The use of queries to find products and services that are located nearby is increasing rapidly due mainly to the ubiquity of internet access and location services provided by smartphone devices. Local search engines help users by matching queries with a predefined geographical connotation (local queries) against a database of local business listings. Local search differs from traditional Web search because, to correctly capture users click behavior, the estimation of relevance between query and candidate results must be integrated with geographical signals, such as distance. The intuition is that users prefer businesses that are physically closer to them or in a convenient area (e.g. close to their home).
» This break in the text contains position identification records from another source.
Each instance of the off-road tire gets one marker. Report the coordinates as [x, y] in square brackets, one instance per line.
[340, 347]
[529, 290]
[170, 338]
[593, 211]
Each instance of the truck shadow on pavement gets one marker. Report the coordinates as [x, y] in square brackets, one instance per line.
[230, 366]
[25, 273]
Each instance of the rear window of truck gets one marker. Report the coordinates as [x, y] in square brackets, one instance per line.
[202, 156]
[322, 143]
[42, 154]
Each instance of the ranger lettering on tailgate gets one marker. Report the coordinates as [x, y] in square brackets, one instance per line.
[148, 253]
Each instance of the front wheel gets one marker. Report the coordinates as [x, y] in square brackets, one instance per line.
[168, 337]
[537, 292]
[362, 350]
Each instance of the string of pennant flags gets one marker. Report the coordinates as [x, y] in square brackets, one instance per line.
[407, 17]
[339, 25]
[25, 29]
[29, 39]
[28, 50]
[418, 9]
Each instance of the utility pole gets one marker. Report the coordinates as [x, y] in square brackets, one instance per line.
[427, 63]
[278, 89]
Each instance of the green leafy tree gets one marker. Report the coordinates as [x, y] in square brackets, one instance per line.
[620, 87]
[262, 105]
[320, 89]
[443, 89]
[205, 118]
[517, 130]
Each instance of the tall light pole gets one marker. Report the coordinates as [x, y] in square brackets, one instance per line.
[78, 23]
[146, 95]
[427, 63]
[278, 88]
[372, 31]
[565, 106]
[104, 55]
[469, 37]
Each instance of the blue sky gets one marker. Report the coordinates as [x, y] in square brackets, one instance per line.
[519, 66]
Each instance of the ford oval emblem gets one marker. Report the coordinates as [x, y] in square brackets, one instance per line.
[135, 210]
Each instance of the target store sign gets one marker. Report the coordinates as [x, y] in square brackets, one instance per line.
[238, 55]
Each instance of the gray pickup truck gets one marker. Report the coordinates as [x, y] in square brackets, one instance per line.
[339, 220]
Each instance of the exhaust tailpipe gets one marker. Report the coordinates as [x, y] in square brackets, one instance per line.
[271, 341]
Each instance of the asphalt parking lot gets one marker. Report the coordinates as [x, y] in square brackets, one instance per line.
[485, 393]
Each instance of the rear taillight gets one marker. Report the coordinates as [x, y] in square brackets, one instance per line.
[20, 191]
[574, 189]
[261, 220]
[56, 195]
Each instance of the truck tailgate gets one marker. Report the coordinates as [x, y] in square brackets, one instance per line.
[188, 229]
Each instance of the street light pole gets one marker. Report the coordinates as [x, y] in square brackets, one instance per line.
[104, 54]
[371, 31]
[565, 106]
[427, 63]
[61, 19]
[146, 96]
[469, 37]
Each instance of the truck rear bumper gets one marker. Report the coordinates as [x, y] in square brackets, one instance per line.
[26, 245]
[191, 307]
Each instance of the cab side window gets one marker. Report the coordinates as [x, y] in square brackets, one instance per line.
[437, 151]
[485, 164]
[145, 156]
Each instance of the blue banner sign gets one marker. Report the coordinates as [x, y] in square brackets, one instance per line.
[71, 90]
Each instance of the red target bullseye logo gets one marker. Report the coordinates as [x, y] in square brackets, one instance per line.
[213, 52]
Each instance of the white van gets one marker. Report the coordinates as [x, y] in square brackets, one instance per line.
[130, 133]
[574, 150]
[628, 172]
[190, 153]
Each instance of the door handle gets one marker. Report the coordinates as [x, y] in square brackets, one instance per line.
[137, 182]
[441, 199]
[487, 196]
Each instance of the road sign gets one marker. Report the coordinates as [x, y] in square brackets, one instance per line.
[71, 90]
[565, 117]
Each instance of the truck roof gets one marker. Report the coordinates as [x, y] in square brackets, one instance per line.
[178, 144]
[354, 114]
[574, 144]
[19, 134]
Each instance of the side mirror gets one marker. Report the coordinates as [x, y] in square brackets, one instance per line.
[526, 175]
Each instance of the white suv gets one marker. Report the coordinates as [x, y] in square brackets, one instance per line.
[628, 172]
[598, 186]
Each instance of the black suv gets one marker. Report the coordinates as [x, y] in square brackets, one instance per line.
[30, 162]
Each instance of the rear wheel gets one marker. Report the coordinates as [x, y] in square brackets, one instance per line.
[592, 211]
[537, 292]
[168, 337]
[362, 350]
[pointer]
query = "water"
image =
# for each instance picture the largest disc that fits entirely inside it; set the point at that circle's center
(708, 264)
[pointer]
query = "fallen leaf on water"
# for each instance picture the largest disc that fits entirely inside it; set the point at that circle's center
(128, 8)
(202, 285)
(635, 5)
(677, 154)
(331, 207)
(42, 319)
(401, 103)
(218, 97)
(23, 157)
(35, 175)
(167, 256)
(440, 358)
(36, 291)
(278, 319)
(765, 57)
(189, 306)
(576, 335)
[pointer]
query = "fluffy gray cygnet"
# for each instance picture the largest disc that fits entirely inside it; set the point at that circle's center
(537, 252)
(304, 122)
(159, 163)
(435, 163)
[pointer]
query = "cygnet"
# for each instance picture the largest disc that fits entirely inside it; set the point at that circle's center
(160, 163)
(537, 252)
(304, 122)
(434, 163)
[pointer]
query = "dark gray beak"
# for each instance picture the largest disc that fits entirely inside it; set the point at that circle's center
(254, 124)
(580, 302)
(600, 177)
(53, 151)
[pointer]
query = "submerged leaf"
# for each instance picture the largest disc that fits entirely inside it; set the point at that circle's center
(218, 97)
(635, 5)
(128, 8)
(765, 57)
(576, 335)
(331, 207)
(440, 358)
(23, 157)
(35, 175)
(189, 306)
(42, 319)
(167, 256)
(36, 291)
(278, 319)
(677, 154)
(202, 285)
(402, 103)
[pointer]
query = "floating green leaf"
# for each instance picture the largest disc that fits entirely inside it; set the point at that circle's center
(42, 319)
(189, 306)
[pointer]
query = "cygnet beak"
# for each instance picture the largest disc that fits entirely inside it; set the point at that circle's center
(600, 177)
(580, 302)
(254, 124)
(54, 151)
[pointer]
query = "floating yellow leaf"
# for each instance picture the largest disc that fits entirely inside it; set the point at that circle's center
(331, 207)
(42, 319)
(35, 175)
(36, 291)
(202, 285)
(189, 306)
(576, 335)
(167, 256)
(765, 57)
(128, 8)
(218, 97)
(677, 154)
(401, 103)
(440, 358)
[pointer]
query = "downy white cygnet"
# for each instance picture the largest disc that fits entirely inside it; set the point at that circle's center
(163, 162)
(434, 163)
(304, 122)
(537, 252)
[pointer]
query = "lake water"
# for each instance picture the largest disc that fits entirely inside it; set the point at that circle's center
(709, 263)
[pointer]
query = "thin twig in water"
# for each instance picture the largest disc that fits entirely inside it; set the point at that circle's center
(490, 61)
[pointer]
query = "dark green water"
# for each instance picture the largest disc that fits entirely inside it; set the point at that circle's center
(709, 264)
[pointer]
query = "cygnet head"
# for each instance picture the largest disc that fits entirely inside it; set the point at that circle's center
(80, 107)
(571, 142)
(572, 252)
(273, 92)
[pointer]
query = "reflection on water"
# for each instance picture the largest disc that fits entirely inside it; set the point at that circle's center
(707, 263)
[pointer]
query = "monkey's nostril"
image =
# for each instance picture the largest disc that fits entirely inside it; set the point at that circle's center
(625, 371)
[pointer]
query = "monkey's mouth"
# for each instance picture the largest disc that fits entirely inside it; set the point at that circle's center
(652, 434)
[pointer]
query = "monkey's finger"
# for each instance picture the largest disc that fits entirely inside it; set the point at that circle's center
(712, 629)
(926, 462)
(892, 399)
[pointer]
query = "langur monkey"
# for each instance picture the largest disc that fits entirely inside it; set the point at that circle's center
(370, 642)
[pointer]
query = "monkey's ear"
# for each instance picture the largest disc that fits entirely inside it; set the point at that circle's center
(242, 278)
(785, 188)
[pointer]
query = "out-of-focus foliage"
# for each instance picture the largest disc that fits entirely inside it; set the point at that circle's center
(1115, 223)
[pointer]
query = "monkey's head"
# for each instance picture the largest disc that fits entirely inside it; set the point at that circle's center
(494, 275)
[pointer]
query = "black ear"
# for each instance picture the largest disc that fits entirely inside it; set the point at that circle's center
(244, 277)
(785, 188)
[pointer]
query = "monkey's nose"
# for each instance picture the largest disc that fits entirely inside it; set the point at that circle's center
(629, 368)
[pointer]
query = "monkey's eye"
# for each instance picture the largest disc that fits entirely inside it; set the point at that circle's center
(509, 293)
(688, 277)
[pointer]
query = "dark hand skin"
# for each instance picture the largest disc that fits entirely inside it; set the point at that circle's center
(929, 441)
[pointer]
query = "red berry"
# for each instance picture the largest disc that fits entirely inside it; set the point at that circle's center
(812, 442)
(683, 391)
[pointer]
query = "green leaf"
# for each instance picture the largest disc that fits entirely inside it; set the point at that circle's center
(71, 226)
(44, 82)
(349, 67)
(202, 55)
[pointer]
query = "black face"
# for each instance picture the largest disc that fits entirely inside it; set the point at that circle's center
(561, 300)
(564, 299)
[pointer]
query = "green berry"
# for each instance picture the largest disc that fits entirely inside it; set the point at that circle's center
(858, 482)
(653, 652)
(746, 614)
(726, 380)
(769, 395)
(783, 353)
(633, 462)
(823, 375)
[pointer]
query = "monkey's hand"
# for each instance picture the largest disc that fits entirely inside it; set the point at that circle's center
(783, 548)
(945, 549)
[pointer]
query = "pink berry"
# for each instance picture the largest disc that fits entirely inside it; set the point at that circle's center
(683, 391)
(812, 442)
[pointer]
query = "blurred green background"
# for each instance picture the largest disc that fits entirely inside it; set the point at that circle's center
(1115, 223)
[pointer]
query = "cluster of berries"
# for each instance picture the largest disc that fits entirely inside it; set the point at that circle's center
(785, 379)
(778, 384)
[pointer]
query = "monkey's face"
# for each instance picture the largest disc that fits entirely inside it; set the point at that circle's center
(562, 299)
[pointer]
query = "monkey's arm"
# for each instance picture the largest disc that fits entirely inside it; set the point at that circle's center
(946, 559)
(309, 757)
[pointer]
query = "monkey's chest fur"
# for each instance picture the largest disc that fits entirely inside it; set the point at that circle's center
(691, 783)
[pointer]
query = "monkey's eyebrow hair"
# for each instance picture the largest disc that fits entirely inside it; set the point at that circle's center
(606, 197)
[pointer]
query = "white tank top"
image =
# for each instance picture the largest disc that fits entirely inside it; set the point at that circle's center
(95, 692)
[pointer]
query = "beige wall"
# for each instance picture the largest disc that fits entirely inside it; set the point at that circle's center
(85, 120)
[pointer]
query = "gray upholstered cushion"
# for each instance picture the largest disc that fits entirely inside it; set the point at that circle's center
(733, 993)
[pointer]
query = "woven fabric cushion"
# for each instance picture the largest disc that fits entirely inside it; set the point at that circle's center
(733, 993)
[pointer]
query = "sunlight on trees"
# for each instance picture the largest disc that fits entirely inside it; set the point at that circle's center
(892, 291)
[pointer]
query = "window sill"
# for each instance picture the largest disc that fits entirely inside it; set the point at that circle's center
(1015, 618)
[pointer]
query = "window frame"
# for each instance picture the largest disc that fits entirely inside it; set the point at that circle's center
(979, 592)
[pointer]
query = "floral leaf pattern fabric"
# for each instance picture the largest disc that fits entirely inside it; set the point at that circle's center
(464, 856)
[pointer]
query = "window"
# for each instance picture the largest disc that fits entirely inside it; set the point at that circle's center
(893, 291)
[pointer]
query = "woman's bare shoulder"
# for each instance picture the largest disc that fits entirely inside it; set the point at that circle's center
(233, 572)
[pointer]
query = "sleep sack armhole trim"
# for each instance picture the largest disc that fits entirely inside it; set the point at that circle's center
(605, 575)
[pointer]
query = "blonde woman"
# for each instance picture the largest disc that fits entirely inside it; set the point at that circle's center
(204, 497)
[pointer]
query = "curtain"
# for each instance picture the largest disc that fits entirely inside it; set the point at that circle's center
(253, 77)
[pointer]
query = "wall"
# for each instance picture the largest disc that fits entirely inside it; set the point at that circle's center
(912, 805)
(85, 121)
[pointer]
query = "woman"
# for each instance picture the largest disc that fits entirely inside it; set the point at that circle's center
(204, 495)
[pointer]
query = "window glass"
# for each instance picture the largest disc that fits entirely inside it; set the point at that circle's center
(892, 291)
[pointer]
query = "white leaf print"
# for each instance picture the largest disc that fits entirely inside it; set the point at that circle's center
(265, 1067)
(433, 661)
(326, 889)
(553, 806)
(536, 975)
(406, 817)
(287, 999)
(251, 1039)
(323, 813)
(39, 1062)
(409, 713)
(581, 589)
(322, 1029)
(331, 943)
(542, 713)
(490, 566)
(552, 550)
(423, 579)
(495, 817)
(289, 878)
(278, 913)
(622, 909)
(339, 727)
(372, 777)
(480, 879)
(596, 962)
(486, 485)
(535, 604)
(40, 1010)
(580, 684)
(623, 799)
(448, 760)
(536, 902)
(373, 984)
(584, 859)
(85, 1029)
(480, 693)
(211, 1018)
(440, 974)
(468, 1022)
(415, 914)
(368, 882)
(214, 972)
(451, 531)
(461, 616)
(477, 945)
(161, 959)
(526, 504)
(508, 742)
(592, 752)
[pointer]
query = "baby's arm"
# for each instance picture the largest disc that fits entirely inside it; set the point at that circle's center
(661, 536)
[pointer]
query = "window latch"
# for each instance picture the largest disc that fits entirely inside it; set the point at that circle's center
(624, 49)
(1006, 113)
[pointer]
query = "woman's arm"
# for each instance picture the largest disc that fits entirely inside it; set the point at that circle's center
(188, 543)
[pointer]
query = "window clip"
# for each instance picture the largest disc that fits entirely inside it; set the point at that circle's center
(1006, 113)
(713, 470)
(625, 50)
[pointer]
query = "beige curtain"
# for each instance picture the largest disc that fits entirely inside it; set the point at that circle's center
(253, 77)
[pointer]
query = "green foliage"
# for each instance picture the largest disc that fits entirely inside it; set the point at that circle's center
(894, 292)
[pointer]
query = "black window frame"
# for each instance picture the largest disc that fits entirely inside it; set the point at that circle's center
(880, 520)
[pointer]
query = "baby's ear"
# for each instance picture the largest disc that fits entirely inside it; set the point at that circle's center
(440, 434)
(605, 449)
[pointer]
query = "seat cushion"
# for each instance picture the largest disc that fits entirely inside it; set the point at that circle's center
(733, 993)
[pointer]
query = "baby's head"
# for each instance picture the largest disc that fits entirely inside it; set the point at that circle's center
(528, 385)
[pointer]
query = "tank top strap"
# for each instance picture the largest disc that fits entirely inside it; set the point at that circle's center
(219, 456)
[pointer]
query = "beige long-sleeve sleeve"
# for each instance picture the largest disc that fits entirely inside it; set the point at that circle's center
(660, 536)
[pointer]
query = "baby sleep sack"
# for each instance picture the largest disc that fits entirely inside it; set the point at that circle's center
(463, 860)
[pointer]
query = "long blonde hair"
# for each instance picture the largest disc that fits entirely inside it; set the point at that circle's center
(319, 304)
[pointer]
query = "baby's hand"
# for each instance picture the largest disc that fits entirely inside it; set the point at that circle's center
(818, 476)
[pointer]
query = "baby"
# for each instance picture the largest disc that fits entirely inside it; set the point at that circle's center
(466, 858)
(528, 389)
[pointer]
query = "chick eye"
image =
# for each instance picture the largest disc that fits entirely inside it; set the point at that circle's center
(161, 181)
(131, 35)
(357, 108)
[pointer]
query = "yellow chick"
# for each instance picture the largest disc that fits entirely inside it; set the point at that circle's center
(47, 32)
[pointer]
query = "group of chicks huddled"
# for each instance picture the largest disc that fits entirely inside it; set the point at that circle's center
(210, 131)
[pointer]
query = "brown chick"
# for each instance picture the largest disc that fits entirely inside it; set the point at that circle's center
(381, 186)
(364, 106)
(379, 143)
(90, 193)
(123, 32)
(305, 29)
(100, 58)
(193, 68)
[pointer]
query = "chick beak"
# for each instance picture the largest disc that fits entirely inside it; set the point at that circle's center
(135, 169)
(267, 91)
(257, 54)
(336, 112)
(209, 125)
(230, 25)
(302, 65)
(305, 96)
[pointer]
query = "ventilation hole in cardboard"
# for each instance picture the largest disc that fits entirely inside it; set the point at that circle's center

However, this notion of closeness depends upon other factors, like the business category, the quality of the service provided, the density of businesses in the area of interest, the hour of the day or even the day of the week. In this work we perform an extensive analysis of online users interactions with a local search engine, investigating their intent, temporal patterns, and highlighting relationships between distance-to-business and other factors, such as business reputation, Furthermore, we investigate the problem of estimating the click-through rate on local search (LCTR) by exploiting the combination of standard retrieval methods with a rich collection of geo, user and business-dependent features. We validate our approach on a large log collected from a real-world local search service. Our evaluation shows that the non-linear combination of business and user information, geo-local and textual relevance features leads to a significant improvements over existing alternative approaches based on a combination of relevance, distance and business reputation.